Rodin's "The Thinker"Today, I noticed on TV an ad for a new dating site called ChristianMingle.com.  In their ad, they displayed something that insinuated that once God puts his divinely ordained means of of pursuing his will in front of you (i.e. their website), the ball was in your court to follow through and discover the “will of God” in regards to your relationships (i.e. by using their website).  A fairly sneaky guilt trip/marketing campaign, if you ask me.

There has long been a kind of mystical fatalism in the American evangelical world about trying to unravel God’s will for a person’s life.  Especially in the realm of relationships.  We’ve all been set on a quest for the “The One” (all Matrix and Keanu Reeves jokes aside), or as Christian Mingle’s trademark blasts: Find God’s Match for You.  Now, there are indeed well-deserved considerations about divine sovereignty and human responsibility worthy of thought.  But the modest metaphysical pay grade of most Christians allows us a freedom that we too often neglect when it comes to making choices in life.

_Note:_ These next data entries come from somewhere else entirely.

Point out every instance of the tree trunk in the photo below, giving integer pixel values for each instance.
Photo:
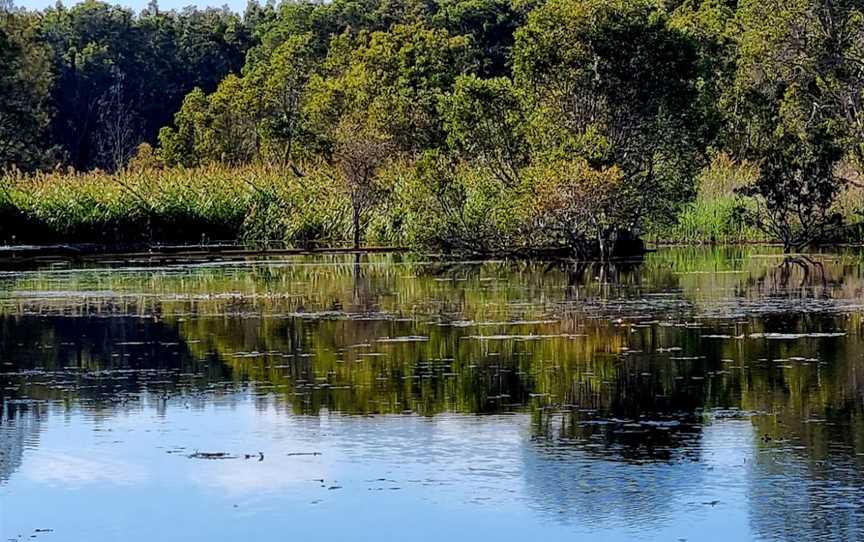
(356, 227)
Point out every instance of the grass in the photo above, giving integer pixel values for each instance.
(253, 204)
(265, 205)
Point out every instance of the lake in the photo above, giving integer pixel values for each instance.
(700, 394)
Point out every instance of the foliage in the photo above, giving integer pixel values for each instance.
(582, 206)
(25, 82)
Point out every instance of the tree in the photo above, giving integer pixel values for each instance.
(484, 121)
(583, 207)
(25, 83)
(393, 79)
(283, 81)
(360, 153)
(797, 111)
(631, 108)
(117, 135)
(796, 190)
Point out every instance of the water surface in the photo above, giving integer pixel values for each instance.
(710, 394)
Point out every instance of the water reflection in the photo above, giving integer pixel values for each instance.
(699, 387)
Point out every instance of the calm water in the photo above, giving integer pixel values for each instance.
(702, 395)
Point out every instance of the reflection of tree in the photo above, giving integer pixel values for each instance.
(573, 485)
(794, 498)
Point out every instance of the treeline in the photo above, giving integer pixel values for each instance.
(472, 125)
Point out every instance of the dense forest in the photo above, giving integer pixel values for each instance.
(456, 125)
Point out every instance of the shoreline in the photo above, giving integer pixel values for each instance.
(18, 257)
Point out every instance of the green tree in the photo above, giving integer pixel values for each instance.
(485, 122)
(25, 83)
(393, 79)
(796, 109)
(631, 107)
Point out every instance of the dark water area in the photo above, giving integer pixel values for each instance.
(702, 394)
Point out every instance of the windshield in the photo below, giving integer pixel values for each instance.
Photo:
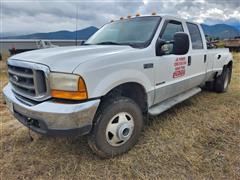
(136, 32)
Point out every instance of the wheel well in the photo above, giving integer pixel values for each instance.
(132, 90)
(230, 64)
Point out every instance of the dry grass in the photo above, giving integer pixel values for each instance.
(197, 139)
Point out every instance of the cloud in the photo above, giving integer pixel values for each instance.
(44, 16)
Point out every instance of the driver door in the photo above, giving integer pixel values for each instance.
(170, 71)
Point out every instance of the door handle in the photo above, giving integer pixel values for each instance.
(189, 60)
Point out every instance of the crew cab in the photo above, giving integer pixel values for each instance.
(128, 70)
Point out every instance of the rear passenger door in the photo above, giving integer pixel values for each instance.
(197, 59)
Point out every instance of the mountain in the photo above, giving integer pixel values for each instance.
(82, 34)
(223, 31)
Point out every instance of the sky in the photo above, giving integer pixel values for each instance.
(30, 16)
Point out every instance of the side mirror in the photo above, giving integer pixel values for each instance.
(181, 43)
(159, 45)
(82, 42)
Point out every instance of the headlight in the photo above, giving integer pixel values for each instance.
(67, 86)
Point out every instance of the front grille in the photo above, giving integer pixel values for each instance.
(28, 81)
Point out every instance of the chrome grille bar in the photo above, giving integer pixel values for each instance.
(29, 80)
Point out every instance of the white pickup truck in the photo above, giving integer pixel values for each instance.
(107, 88)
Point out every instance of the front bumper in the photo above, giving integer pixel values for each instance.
(52, 118)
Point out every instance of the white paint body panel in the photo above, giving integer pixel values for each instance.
(104, 67)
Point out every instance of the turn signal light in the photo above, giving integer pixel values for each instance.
(81, 94)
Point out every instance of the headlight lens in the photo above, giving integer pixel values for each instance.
(67, 86)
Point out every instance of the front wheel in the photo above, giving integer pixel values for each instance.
(117, 127)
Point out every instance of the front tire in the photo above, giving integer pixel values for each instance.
(117, 127)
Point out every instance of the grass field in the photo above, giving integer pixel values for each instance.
(197, 139)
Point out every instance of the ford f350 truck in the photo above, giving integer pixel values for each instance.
(107, 88)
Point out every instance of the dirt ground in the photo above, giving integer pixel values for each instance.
(197, 139)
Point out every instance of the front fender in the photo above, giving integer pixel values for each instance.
(120, 77)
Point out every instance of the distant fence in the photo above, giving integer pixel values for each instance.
(232, 44)
(21, 45)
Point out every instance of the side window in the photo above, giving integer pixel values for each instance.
(195, 36)
(168, 34)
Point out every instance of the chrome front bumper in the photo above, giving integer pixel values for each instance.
(53, 118)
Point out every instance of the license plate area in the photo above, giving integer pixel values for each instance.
(9, 104)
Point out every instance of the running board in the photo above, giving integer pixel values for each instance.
(165, 105)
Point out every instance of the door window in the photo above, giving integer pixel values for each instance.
(168, 35)
(195, 36)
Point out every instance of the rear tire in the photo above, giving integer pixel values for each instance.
(117, 127)
(221, 82)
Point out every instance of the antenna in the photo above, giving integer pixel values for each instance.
(76, 25)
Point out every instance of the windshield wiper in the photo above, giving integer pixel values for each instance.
(108, 43)
(115, 43)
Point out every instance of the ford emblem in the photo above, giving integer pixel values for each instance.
(15, 77)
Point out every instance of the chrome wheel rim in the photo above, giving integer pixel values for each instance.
(226, 81)
(119, 129)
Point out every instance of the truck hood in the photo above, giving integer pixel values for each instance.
(66, 59)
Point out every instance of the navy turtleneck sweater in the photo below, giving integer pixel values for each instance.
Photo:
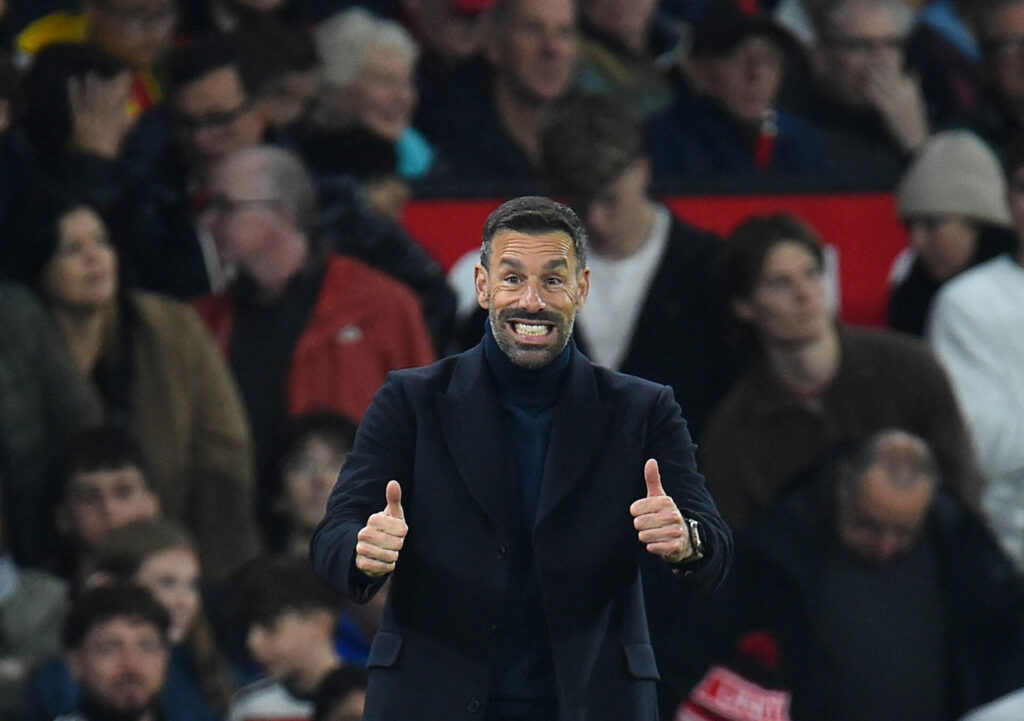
(524, 680)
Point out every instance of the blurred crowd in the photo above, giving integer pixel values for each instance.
(205, 278)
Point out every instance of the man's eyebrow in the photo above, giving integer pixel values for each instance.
(550, 265)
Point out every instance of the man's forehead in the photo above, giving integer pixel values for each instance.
(219, 87)
(515, 245)
(121, 626)
(886, 502)
(107, 476)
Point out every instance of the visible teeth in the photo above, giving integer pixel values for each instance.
(529, 330)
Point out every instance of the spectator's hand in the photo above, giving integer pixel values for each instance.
(659, 524)
(382, 537)
(98, 113)
(899, 99)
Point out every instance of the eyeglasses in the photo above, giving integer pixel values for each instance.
(865, 46)
(223, 206)
(190, 124)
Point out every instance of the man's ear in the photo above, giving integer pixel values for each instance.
(584, 288)
(480, 282)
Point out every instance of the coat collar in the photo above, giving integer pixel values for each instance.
(472, 426)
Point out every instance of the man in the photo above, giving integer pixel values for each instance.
(869, 575)
(726, 119)
(303, 329)
(117, 648)
(974, 331)
(136, 32)
(999, 116)
(814, 383)
(449, 32)
(627, 49)
(486, 119)
(869, 112)
(101, 488)
(289, 622)
(33, 603)
(652, 310)
(514, 505)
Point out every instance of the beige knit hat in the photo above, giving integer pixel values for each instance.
(954, 173)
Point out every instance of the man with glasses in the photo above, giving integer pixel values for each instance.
(872, 579)
(303, 329)
(869, 112)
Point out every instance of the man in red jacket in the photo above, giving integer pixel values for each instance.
(303, 329)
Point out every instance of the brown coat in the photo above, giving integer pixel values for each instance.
(761, 435)
(189, 422)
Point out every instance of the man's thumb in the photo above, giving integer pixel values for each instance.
(393, 494)
(652, 478)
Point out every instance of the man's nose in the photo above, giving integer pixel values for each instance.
(530, 299)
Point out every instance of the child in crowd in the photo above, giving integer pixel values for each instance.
(161, 556)
(312, 449)
(102, 486)
(289, 620)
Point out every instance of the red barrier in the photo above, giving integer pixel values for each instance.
(862, 227)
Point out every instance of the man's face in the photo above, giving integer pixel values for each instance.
(617, 213)
(878, 520)
(452, 35)
(172, 577)
(97, 502)
(283, 647)
(868, 42)
(787, 304)
(121, 666)
(1005, 55)
(531, 292)
(535, 50)
(384, 93)
(745, 82)
(309, 474)
(135, 31)
(213, 118)
(625, 19)
(242, 215)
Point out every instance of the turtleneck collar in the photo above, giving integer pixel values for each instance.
(522, 386)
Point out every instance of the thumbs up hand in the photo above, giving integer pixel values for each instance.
(659, 524)
(383, 536)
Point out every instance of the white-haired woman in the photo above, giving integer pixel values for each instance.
(368, 79)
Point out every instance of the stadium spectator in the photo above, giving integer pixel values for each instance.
(974, 331)
(154, 369)
(814, 382)
(486, 120)
(953, 201)
(726, 121)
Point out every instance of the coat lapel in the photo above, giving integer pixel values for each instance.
(577, 430)
(471, 423)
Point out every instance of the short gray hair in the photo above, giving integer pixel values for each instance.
(833, 19)
(345, 40)
(285, 178)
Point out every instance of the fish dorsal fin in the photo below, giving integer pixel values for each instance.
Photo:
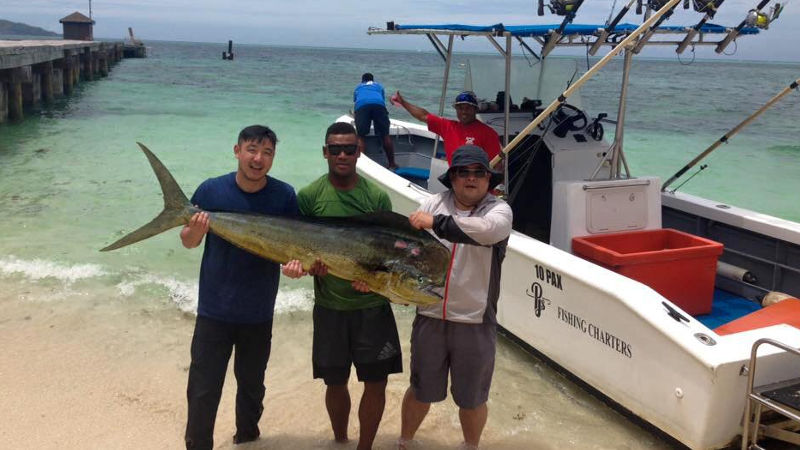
(388, 219)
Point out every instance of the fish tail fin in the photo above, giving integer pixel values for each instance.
(177, 208)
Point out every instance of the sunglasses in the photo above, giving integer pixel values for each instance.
(348, 149)
(466, 173)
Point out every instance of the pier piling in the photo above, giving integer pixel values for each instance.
(32, 72)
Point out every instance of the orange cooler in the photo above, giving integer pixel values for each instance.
(677, 265)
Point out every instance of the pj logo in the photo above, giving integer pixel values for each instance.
(539, 302)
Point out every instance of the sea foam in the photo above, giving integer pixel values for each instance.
(37, 269)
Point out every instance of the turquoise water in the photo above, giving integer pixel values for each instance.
(72, 179)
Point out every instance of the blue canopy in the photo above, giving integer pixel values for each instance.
(571, 29)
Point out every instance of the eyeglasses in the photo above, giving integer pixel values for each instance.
(466, 173)
(348, 149)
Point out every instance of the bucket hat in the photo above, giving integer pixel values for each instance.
(467, 155)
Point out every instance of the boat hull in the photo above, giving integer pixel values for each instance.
(618, 336)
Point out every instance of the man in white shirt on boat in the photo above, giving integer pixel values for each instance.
(467, 130)
(458, 335)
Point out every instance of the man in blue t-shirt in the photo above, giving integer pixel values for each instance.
(370, 107)
(237, 292)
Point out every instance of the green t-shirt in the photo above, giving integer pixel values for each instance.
(321, 199)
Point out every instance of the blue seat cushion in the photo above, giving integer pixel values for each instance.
(413, 172)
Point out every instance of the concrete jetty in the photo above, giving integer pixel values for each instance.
(35, 71)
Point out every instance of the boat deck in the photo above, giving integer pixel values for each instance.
(725, 308)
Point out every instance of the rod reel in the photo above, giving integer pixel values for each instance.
(754, 18)
(706, 6)
(759, 19)
(558, 7)
(658, 4)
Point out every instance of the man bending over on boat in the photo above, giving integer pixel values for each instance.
(458, 335)
(237, 292)
(467, 130)
(370, 107)
(352, 326)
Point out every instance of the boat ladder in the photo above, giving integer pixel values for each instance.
(782, 398)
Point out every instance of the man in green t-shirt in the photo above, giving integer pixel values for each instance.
(352, 325)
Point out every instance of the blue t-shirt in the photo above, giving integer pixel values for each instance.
(369, 93)
(235, 285)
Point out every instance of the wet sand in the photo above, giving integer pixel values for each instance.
(98, 370)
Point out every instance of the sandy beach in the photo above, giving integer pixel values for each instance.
(101, 370)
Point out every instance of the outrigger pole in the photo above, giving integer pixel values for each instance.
(729, 134)
(582, 80)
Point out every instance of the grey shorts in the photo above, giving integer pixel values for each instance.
(364, 338)
(465, 351)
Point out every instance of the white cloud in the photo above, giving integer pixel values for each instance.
(344, 23)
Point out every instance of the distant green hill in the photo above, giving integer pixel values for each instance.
(20, 29)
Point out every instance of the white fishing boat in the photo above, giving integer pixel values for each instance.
(610, 276)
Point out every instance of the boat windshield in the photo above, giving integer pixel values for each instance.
(543, 81)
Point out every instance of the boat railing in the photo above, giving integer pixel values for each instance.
(778, 397)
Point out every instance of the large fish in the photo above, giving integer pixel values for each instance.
(395, 260)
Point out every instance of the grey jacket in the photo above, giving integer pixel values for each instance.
(478, 245)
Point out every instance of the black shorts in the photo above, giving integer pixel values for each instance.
(376, 114)
(365, 338)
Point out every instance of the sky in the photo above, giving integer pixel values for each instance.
(344, 23)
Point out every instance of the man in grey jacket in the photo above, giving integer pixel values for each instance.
(458, 335)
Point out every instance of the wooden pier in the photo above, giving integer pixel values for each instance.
(37, 71)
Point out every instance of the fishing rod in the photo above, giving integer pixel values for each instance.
(736, 129)
(601, 38)
(735, 32)
(582, 80)
(567, 8)
(710, 8)
(659, 5)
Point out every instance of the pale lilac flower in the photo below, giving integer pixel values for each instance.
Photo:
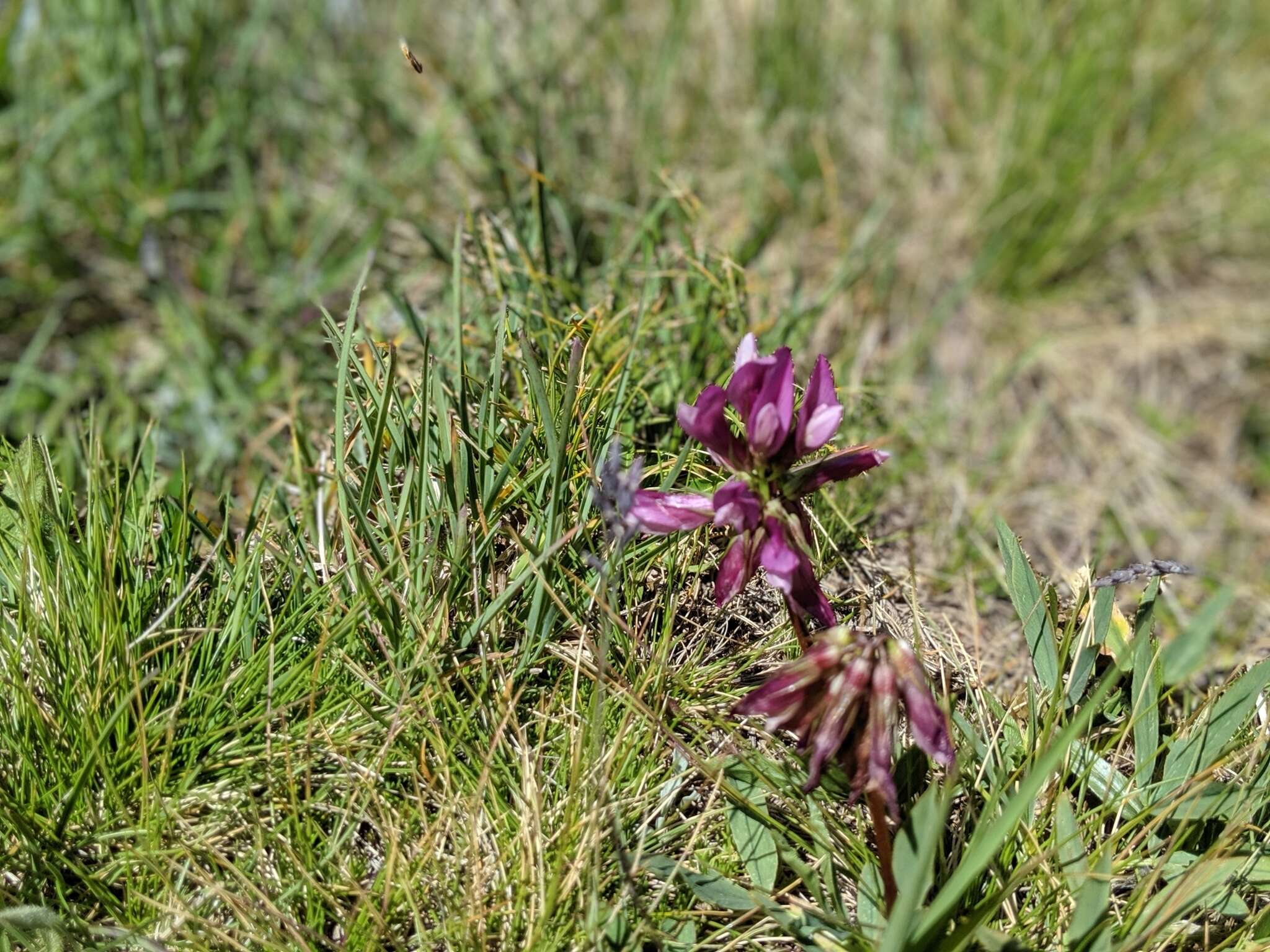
(760, 500)
(841, 700)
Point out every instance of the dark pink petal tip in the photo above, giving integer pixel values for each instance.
(768, 423)
(657, 512)
(737, 506)
(840, 466)
(790, 570)
(734, 570)
(708, 425)
(925, 716)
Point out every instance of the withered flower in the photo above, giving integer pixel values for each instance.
(842, 701)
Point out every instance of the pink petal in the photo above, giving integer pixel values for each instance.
(657, 512)
(708, 425)
(735, 569)
(771, 413)
(832, 469)
(821, 412)
(737, 506)
(790, 570)
(926, 718)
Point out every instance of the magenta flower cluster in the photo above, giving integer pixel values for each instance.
(761, 500)
(842, 702)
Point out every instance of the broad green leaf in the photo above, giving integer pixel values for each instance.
(870, 906)
(1204, 742)
(709, 886)
(1251, 868)
(1210, 801)
(1206, 884)
(1083, 664)
(1093, 899)
(990, 837)
(751, 835)
(913, 855)
(683, 933)
(1105, 781)
(1147, 684)
(1029, 603)
(1185, 654)
(1071, 847)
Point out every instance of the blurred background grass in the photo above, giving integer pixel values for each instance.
(1034, 234)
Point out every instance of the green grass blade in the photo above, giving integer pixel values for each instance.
(1188, 651)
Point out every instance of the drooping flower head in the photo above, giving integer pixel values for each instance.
(760, 500)
(842, 702)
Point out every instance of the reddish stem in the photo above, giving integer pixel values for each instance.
(882, 833)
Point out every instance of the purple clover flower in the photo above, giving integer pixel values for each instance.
(842, 701)
(760, 501)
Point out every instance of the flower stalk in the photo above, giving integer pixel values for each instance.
(761, 499)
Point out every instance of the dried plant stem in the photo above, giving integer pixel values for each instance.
(882, 833)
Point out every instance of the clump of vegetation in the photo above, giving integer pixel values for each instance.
(358, 632)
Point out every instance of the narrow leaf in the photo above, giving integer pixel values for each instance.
(1185, 654)
(1206, 741)
(709, 886)
(1093, 899)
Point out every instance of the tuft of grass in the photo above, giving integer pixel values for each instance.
(408, 697)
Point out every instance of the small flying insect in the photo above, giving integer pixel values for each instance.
(411, 58)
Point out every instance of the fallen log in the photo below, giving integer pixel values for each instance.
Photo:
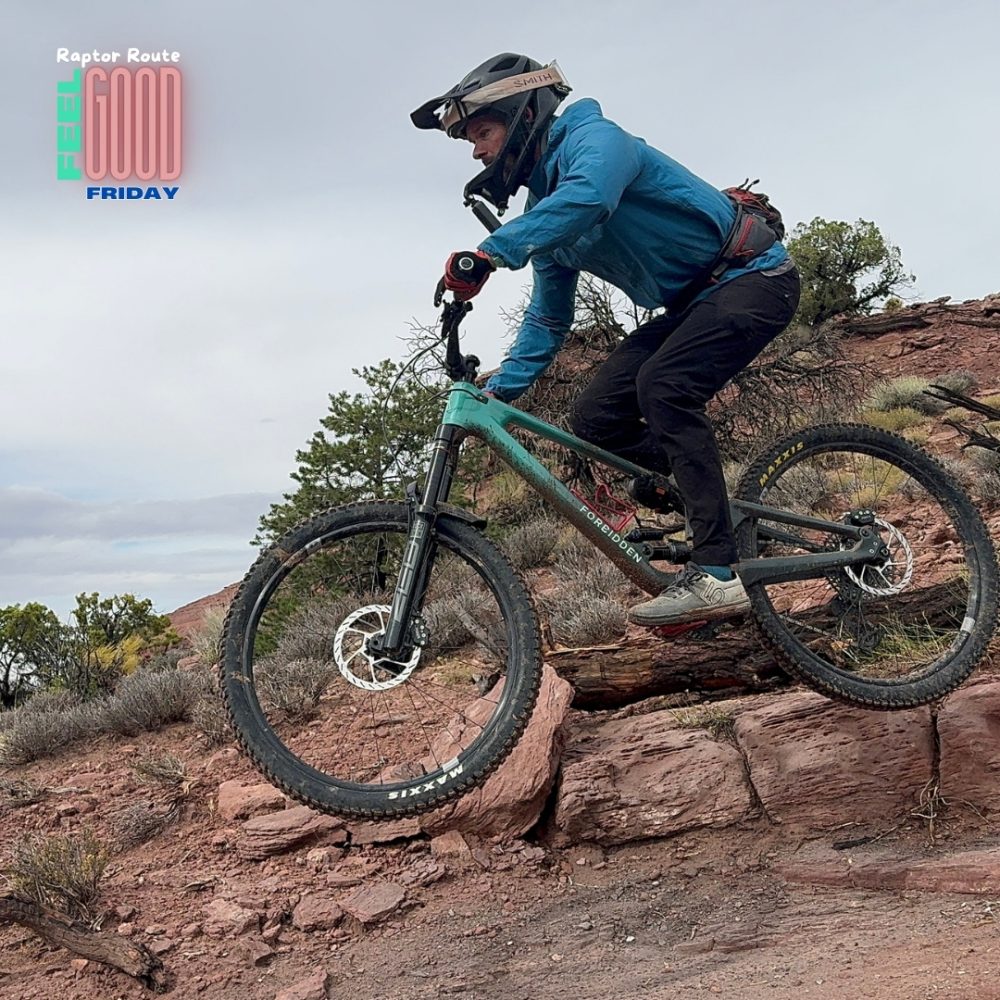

Burning bush experiences and definitive “still small voices” are the exception, not the rule, in Christian experience.  The leading of the Holy Spirit is usually about the basics of loving God and neighbor, obeying the clear teachings of the Bible, and making decisions based on biblical principles culled by studious, redeemed Christian reason.  Too often, instead, we are looking for justifications with as much emotional power as the way our current feelings happen to be inclined (emotions which are often clearly contrary to the will of God as revealed in Scripture).

What we really need is wisdom!  And wisdom is about thought and obedience, not signs and wonders.  In life, we have freedom as Christians to make choices.  Not every decision we make is vital to the big picture of God’s will (“Should I wash the dishes now or at half past, Lord?”).  Love is our motivation, the teaching of the Bible is our command, wisdom is our confidante, and the community of God’s faithful is always available to help us discern.  And if we are clearly going down the wrong path, the Holy Spirit is capable enough to get our attention to stop us, and strong enough to handle our mistakes if we ignore him.

So don’t let smooth marketing guilt trip you.  God loves you too much than to leave his will veiled in the wishy-washiness of feelings and sporadic supernatural phenomena.  His will is found clearly in Christ and the scriptural testimony that points to him, and your part is to trust the gifts God has already put at your fingertips and make decisions in an manner that glorifies him.